Don’t Lose Your Customers

This perspective comes from Pivot Point Solutions:

You can’t lose what isn’t yours. And if you recognize that your relationship with “your” customers is tenuous at best, you have a good chance of creating lasting bonds and keeping customers. Customers are transient. They are supposed to be transient in a free-market economy. In our Darwinian economy, only the strong should survive. In our economy we should want consumers to make the best purchases for them. I used to feel bad when I didn’t “buy American” until I realized that American’s don’t buy American, they buy smart. Now I only feel bad when companies think of their customers as entitlements. Here are some surefire ways to lose customers:

Hammer them Like a Nail – If your answer to dissatisfied customers is to run a public relations campaign trumpeting how much you’ve improved, you are on the wrong track and wasting money. Customer satisfaction can be addressed only by improving customer service. In the world of social media and connected buyers/consumers, the good news about service will spread. Without tangible customer benefits your PR campaign will seem like you view service as a marketing problem, rather than a service problem.

Treat Customers as an Inconvenience – We focus a lot of time, energy, attention, study, research, and ultimately money on acquiring customers.

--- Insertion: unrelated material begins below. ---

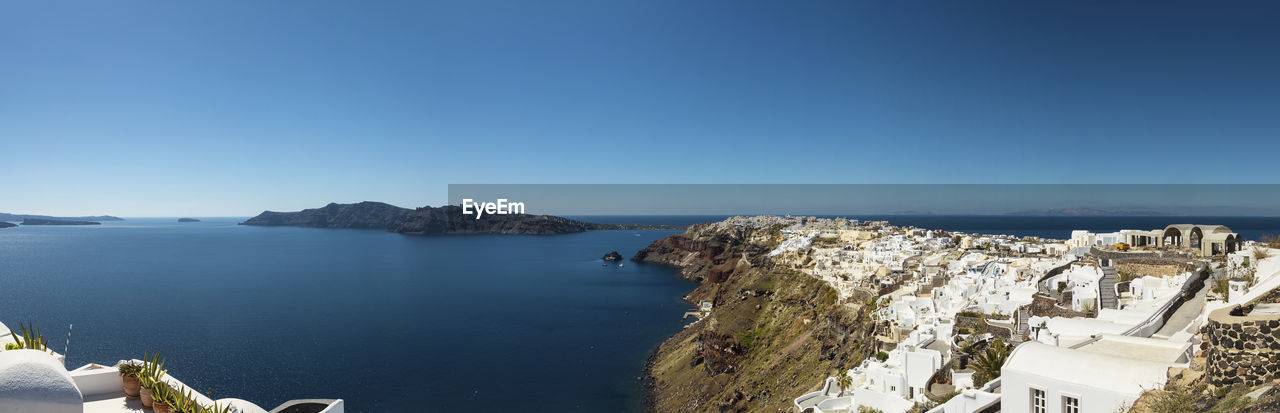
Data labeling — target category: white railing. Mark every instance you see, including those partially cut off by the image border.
[1123,262,1208,338]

Who can argue with an approach that lends itself to growing and building the business? Yet we invest very little on retaining those customers we worked so hard to acquire. If our acquisition message of “you are important” is to resonate and remain meaningful, we must back it up with actions and deeds that shout “we still value you!”

Create Processes that Benefit You or Your Company (but not the customer) – I had a surreal experience recently when trying to pay off the balance on a loan with Chase Bank. It took only a few minutes to get the loan. But paying it back required two (2) hours and the involvement of at least four (4) different departments (I stopped counting). Amazingly, Chase Bank had to verify that it was authorized to accept payment. I don’t know about you, but when someone offers to pay me back, I don’t ask where the money came from… I’m just happy to see it again. Now I’m beginning to understand why people think the banking system is broken. First it lent money to people who shouldn’t have gotten any in the first place, and now it won’t take the money back? Quite simply, if your processes aren’t benefiting customers, they are losing customers.

The Pivot Point is that “your” customers have choices. And so do you. If you choose to ignore customers or erect barriers to their success they will take their business elsewhere. After all, customers are yours only as long as you provide a benefit.